Prioritisation paralysis: the PM problem personality makes worse
Understand why product managers get stuck on prioritisation decisions and how personality traits — especially high Openness and high Agreeableness — amplify the problem.
Why Personality Makes Prioritisation Hard for PMs
Product managers with high Openness see genuine potential in almost every idea on the backlog. This isn't a failure of judgement — it's an accurate perception. The problem is that the correct answer is still 'no, not now' for most of them, and high Openness makes that cost feel very real.
The Agreeableness Multiplier
High Agreeableness amplifies the problem: when a stakeholder is emotionally invested in a feature, saying no doesn't feel like prioritisation — it feels like rejection. PMs who score high on Agreeableness are more likely to re-open closed decisions when stakeholders push back, creating instability in the roadmap.
What Actually Works
- Use a written scoring rubric (impact × effort × strategic alignment) so that 'no' comes from the system, not from you personally
- Pre-commit to a fixed number of 'yes' slots per quarter before any pitching happens
- Separate the discovery conversation ('tell me about this idea') from the prioritisation decision ('here's where it ranks') by at least 48 hours
- Write down the reason for every 'no' and share it — transparency reduces re-opening pressure
Why this happens
Prioritisation paralysis in PM is driven by two personality patterns: high Openness (every option looks interesting — opportunity cost feels catastrophic) and high Agreeableness (saying no to stakeholders creates sustained discomfort).
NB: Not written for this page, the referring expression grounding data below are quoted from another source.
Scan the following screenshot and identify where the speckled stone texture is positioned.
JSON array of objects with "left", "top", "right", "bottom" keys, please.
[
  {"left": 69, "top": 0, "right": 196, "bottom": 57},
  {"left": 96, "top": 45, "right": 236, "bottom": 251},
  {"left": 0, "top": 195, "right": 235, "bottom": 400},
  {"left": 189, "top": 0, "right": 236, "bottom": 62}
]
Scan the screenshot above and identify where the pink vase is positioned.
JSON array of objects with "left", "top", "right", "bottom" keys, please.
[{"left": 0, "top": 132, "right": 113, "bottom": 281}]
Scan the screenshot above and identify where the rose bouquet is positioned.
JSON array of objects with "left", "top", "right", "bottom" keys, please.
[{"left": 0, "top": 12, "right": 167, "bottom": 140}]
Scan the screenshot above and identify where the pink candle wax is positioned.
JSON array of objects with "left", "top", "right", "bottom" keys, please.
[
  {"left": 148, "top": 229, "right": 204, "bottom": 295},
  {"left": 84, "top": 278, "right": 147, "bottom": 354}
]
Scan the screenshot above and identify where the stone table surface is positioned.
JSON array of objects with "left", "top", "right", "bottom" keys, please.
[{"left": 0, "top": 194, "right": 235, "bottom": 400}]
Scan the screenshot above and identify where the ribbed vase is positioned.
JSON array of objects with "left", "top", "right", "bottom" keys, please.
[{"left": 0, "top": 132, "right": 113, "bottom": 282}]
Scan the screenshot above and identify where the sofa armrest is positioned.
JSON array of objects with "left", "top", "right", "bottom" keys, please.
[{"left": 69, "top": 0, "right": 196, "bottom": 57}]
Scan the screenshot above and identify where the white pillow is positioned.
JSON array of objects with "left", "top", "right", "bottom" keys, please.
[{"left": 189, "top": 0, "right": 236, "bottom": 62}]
The fix requires treating prioritisation as a repeatable system, not a judgment call.
Do and don't
Do
- ✓Use a repeatable scoring rubric for every item on the backlog
- ✓Pre-commit to a fixed number of items per cycle before pitching begins
- ✓Separate discovery from decision by at least 48 hours
- ✓Document and share the reason for every 'no'
Don't
- ✗Make prioritisation calls intuitively, even for small decisions
- ✗Let the backlog grow unbounded hoping to get to everything eventually
- ✗Prioritise in the same meeting where a stakeholder pitches their idea
- ✗Say no without explanation — it invites re-opening
Exercises to work through this
Role-fit reflection
5 minutes- 1.List the 3 tasks in this role that energize you.
- 2.List the 3 tasks in this role that consistently drain you.
- 3.Pick one adjustment you can test this week.
Outcome
A clearer signal of day-to-day fit.
Clean feedback receive (30 seconds)
30 seconds- 1.Let them finish — no defence, no nodding to rush them.
- 2.Repeat the core point back: 'So the main thing is [X] — is that right?'
- 3.Say: 'I'll think about that and come back to you.' Then do it.
Outcome
Feedback lands as data, not as threat.
Common questions
Q
How quickly can I fix a career problem like imposter syndrome or visibility?
Most people notice a shift within 2–4 weeks of a consistent daily practice. The problem isn't information — it's repetition. Reading about confidence doesn't build it. Running the drill before every relevant situation does.
Q
What if I try these tools and they don't help?
Run the drill for 10 consecutive days before evaluating. Most tools fail because they're tried once in a high-stakes moment — the opposite of how they're designed. They're built for low-stakes practice first, real-situation use second.
Q
Is this career coaching?
No. This is self-directed skill training using personality science. For major career decisions, job loss, or clinical anxiety, work with a qualified coach or therapist. These tools are for building specific, measurable work behaviours.